EPA also proposes to approve the exemption in Section II.D.1.dddd., applicable to “Non-road engines as defined in Section I.B.29. of this Part A, except certain non-road engines subject to state-only air pollutant emission notice and permitting requirements pursuant to Section I.B.29.c. of this part.” The definition of non-road engines in Section I.B.29 is consistent with the federal definition of non-road engine at 40 CFR 1068.30. Under section 302(z) of the CAA non-road engines are specifically excluded from the definition of stationary sources, to which the Colorado APEN requirements apply (see Section II.A.).
APEN substantive revisions submitted by the State to EPA between September 16, 1997 and August 1, 2007 include revisions to or additions of five exemption provisions that EPA proposes to disapprove. The first revision we propose to disapprove regards the APEN exemption for open burning activities, in Section II.D.1.q. During the period considered here, some of the open burning provisions were moved by the State from Regulation Number 1 to Regulation Number 9 (which is a State-only Regulation, and therefore outside the Colorado SIP) and then back to Regulation Number 1. At the same time, Colorado submitted a June 20, 2003 revision of the “Open burning activities” provision in Section II.D.1.q. that changed a reference to Regulation Number 1 (part of the Colorado SIP) into a reference to Regulation Number 9. Since, as noted above, Regulation Number 9 is enforceable only by the State, EPA proposes to disapprove the change to the reference to Regulation Number 9.
EPA is proposing to disapprove the APEN provision at Section II.D.1.xxx. exempting “Deaerator/vacuum pump exhausts,” adopted on March 31, 1996 and submitted to EPA on September 16, 1997. This provision would potentially exempt emissions both from the devices and from the liquid or gas the device operates on. If the liquid or gas operated on contains high levels of criteria pollutants or their precursors (either in a dissolved form in liquid or mixed in gas), then high levels of criteria pollutants may be emitted from these devices. As APEN exemptions are linked to exemption from construction permitting, this exemption may increase emissions of criteria pollutants (or their precursors). Under section 110(l) of the Act, EPA cannot approve a SIP revision if it would interfere with any applicable requirement concerning attainment and reasonable further progress or any other applicable requirement of the Act. Furthermore, as these stationary sources may emit significant amounts of criteria pollutants, the exemption from permitting fails to ensure that construction or modification of these sources will not interfere with attainment or maintenance of the NAAQS (see 40 CFR 51.160(a)(2)). EPA therefore proposes to disapprove the exemption in II.D.1.xxx.

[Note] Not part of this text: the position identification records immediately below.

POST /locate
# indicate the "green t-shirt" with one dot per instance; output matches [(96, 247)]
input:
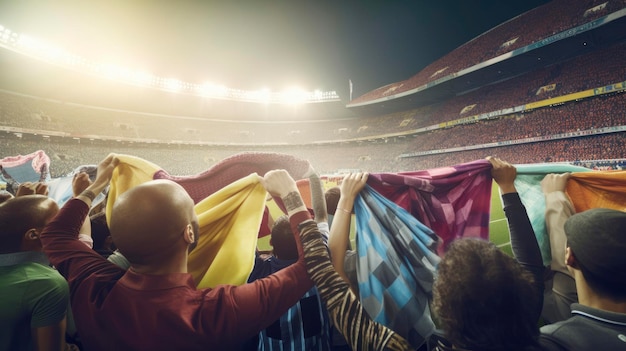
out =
[(32, 296)]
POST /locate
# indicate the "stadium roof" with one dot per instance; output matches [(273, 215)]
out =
[(255, 44)]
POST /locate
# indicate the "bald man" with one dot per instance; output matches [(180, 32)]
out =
[(155, 304), (34, 297)]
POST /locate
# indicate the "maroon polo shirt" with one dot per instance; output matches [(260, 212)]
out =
[(125, 310)]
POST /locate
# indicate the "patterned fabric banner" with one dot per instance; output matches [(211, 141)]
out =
[(453, 201), (585, 188), (18, 169), (396, 266), (229, 203)]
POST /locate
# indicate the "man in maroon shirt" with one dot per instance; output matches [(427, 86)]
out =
[(155, 304)]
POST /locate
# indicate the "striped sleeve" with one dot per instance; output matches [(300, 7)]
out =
[(343, 306)]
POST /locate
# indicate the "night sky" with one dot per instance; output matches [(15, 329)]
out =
[(254, 44)]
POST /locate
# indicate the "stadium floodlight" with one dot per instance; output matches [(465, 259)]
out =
[(293, 96), (26, 45), (212, 90), (263, 95), (142, 78), (172, 84)]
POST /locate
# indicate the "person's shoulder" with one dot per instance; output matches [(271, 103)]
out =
[(46, 278), (34, 271)]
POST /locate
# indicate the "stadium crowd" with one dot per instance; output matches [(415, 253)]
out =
[(169, 259), (530, 27), (151, 280)]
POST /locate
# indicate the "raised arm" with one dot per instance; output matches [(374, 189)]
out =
[(558, 210), (523, 240), (80, 182), (318, 201), (339, 238), (345, 310)]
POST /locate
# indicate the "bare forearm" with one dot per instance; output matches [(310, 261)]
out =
[(317, 198)]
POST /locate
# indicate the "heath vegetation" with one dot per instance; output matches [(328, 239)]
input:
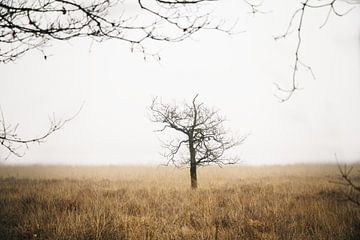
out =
[(277, 202)]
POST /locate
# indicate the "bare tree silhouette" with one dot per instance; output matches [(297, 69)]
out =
[(30, 24), (201, 132), (296, 23), (13, 144)]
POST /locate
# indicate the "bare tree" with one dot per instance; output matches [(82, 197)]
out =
[(353, 187), (199, 130), (30, 24), (338, 8), (13, 144), (350, 182)]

EPA also proposes to disapprove APEN exemption A-II.D.1.sss and its subprovisions A-II.D.1.sss.(i) through A-II.D.1.sss.(iii). This provision exempts three tiers of stationary internal combustion engines from APEN requirements. The tiers are defined by engine horsepower and hours of operation per year: (1) Those engines less than or equal to 175 horsepower that operate less than 1450 hours per year; (2) those greater than 175 horsepower and less than or equal to 300 horsepower that operate less than 850 hours per year; and (3) those greater than 300 horsepower that operate less than 340 hours per year. As a result of the exemption from APEN requirements, such engines are also exempt from construction permit requirements in Part B of Regulation 3 (see Part B, Section III.D.1.a).

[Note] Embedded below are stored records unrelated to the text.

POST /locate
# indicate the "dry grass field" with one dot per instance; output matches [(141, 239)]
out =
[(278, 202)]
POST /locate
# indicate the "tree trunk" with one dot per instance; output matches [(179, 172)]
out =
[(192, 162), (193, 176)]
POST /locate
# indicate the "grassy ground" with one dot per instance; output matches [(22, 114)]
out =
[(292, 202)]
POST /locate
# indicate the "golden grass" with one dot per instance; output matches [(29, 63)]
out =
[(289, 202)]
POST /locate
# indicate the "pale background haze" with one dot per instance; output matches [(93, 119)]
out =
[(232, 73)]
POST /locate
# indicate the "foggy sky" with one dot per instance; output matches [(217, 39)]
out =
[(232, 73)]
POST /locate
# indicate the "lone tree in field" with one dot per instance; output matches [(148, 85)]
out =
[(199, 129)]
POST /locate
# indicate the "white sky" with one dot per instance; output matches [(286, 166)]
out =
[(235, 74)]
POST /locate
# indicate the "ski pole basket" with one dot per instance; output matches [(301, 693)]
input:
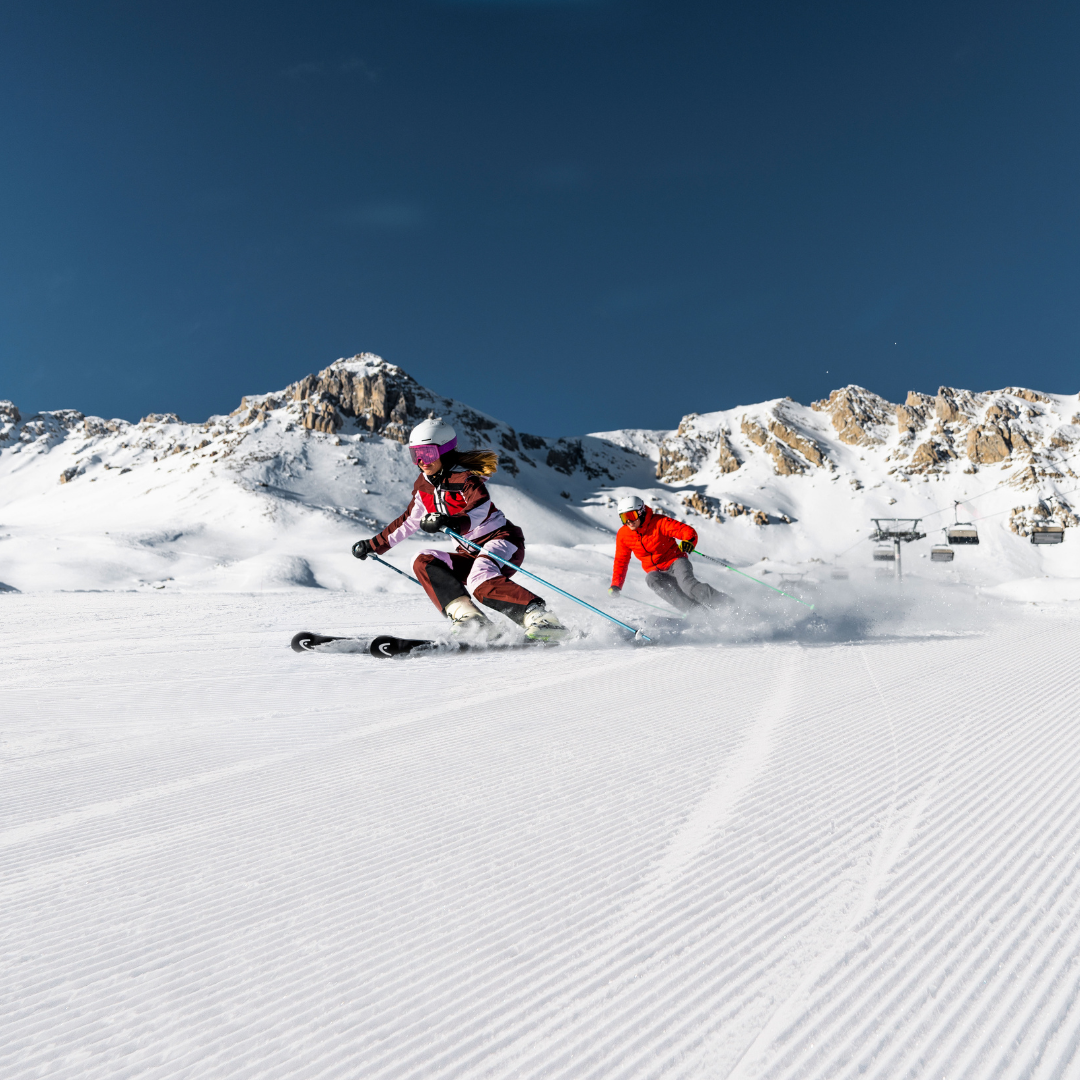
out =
[(1048, 534)]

The provision does not require owners or operators that claim the exemption to keep records of the hours of operation. As a result, the limit on the hours of operation is unenforceable. In parallel instances where a source seeks to limit its potential to emit (“PTE”) through an operational limitation (such as on hours of operation) in a permit, EPA guidance recommends that the limitation be enforceable as a practical matter. (Memorandum from Terrell E. Hunt & John S. Seitz entitled “Guidance on Limiting Potential to Emit in New Source Permitting” (June 13, 1989).) The guidance specifically notes, “permits with limits on hours of operation * * * should require an operating log in which the actual hours of operation * * * are recorded.” (Id. at 6.) The logs should be made available to the permitting authority, which allows it to verify compliance with the limit. Although this recommendation is in the context of practical enforceability of operational limitations in a permit, the underlying principle applies to enforceability of SIP provisions. Section 110(a)(2)(A) of the CAA requires that emission limitations in a SIP be enforceable. Under the principle set out in the guidance discussed above, the provision is unenforceable, as there is no requirement to keep records of hours of operation.

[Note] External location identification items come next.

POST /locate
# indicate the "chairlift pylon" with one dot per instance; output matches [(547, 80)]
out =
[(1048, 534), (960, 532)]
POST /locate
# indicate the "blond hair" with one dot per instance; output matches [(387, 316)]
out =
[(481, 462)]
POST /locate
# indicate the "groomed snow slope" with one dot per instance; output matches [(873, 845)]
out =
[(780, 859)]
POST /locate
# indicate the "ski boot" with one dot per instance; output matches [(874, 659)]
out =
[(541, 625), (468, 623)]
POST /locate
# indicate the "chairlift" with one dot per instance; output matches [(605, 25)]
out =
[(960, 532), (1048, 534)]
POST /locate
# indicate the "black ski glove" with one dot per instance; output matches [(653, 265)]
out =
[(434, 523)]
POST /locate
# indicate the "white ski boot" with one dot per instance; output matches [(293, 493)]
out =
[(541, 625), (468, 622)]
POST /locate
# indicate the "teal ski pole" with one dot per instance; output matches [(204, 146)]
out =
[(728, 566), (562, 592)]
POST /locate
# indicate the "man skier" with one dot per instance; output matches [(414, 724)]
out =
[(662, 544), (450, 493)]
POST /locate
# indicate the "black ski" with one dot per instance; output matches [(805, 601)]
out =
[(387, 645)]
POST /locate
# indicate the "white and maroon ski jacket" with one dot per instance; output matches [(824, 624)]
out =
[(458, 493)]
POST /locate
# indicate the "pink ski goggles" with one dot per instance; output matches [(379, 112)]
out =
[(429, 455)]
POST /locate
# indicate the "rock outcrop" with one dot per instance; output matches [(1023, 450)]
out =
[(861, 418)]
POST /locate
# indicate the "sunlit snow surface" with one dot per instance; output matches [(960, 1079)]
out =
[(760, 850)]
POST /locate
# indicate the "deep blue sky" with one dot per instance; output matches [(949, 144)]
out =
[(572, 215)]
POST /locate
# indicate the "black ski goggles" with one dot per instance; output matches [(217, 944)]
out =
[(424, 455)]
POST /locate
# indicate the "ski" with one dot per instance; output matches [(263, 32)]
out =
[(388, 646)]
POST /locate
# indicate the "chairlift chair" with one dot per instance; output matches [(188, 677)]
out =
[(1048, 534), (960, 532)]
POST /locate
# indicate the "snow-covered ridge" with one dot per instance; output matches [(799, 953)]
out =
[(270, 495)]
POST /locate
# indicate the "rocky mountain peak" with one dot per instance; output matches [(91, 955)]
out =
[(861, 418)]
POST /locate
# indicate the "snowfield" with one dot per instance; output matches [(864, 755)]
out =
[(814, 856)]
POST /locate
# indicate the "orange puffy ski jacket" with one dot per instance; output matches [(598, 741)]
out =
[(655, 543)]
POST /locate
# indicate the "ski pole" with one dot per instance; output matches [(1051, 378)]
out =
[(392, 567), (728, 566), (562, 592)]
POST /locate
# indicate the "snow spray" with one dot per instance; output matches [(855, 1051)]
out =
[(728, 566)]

Without an enforceable limit on the hours of operations, engines in even the lowest tier (175 horsepower or less) may emit up to 8.4 tons per year (“tpy”) of NOX for gasoline fuel or 23.8 tpy of NOX for diesel fuel, if operated for the full year. This is considerably above the level for the existing source-specific Start Printed Page 4275exemption from construction permitting for stationary internal combustion engines (Part B, III.D.1.c(iii)), which is capped at 5 tons per year.
This in turn raises another issue. Section 110(l) of the Act provides that EPA shall not approve a SIP revision if it would interfere with any applicable requirement concerning attainment and reasonable further progress or any other applicable requirement of the Act. Due to the linked exemption from construction permitting, emissions of criteria pollutants and their precursors (such as, again, NOX) may increase as a result of the exemption from APEN requirements. For this reason, and for the reason that the provision appears to be unenforceable, EPA proposes to disapprove the addition of the exemption in A.II.D.1.sss to the SIP.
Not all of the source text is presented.